For birds from western Palaearctic breeding grounds that winter in Africa, the northern
Red Sea coast of Egypt is a well-known bottleneck during spring migration (Porter &
Beaman 1985, Hilgerloh 2009, Megalli & Hilgerloh 2013). Birds that winter across a large
area of sub-Saharan Africa migrate north-east until they meet the Red Sea, and then follow
the western Red Sea coastline to the northern tip of the Red Sea at Suez (Buechley et al
2018, Phipps et al 2019, Panuccio et al 2021). Previous counts of migratory birds in this area indicate that the region is likely to be of global importance for Lesser Spotted Eagle Clanga pomarina, Steppe Eagle Aquila nipalensis, Short-toed Snake Eagle
Circaetus gallicus, and Egyptian Vulture Neophron percnopterus (Jobson et al 2021).

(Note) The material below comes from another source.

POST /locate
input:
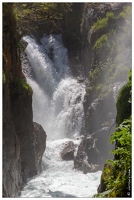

Monitoring raptors along this flyway can therefore provide useful indices of the size of eastern European and western Asian populations for several species of conservation priority. Recent research using bird tracking devices has shown that the migratory tracks of
many individual Egyptian Vultures converge just south of Suez over the North Galala
plateau (Buechley et al 2018, Phipps et al 2019, Oppel et al 2022). In this particular area,
an exhaustive count of migratory soaring birds over two months in the spring of 2012
at Ayn Sokhna recorded 183 275 migratory soaring birds of 28 species during 310 hours
of observation (Megalli & Hilgerloh 2013).